In Monday's raid, police said they were targeting about 40 people suspected of attacking officers during last year's violence.
By JERUSALEM POST STAFF
More than 1,000 police raided housing projects outside Paris early Monday, detaining at least 20 people in a bid to find rioters who led an outburst of violence last year, police said.
Police raided Villiers-le-Bel and three neighboring towns as part of the investigation into November riots, police said. Those detained ranged in age from 19 to 31.
Violence erupted in the town's housing projects, populated largely by families of immigrant background, after two teenage boys were killed in a motorbike crash with a police car. Police and local officials said it was an accident but many residents were unconvinced.
About 100 police officers surrounded one building in Villiers-le-Bel across from a library and preschool that were burned down by rioters. It was not immediately clear whether there were arrests in that building.
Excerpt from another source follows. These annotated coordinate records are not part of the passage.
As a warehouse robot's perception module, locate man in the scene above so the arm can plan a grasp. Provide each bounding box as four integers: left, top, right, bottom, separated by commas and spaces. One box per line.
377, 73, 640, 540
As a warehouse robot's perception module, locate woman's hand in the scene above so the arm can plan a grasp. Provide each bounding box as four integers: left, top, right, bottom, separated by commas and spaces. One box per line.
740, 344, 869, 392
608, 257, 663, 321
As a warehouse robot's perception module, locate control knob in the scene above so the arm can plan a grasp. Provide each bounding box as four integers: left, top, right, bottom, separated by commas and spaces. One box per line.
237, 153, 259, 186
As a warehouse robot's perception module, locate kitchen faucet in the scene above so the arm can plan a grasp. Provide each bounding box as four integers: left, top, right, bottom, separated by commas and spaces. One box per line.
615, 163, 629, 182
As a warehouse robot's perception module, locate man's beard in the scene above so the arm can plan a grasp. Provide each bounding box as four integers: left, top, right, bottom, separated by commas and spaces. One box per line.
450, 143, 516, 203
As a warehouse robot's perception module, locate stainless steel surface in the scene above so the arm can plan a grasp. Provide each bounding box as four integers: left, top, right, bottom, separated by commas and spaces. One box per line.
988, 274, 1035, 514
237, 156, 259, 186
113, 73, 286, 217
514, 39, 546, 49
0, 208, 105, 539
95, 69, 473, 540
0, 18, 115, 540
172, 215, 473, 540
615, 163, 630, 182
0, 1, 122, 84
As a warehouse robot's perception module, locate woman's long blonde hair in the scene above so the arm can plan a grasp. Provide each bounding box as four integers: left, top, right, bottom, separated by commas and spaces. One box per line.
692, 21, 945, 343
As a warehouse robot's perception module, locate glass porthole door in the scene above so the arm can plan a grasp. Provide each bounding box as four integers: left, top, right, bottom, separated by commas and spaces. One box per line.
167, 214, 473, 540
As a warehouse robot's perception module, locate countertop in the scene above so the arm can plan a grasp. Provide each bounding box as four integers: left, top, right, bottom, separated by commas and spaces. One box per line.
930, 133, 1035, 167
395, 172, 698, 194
Police also spread through projects in nearby Sarcelles, Gonesse and Arnouville.
Last year's flare-up in Villiers-le-Bel had stoked fears of broader unrest similar to the three weeks of rioting that swept poor neighborhoods across the nation two years earlier. Many of those rioters were of Arab or African background, frustrated by entrenched discrimination and isolation.
In Monday's raid, police said they were targeting about 40 people suspected of attacking officers during last year's violence. At least 130 police were injured in the rioting.
Two gang leaders in particular were targeted for organizing the unrest, according to police officials who spoke on condition of anonymity because they were not authorized to speak to the media.
"It was a quasi-military organization," one police officer said of the riots.
At the height of three nights of unrest, rioters fired shotguns at police.
Prosecutors in the nearby city of Pontoise opened a judicial inquiry into attempted homicide against the assailants. Investigators issued an appeal for witnesses and promised monetary rewards for information leading to the shooters.
Earlier this month, President Nicolas Sarkozy announced a sweeping plan to better integrate poor suburban youth and tackle the racism they often face in the job market.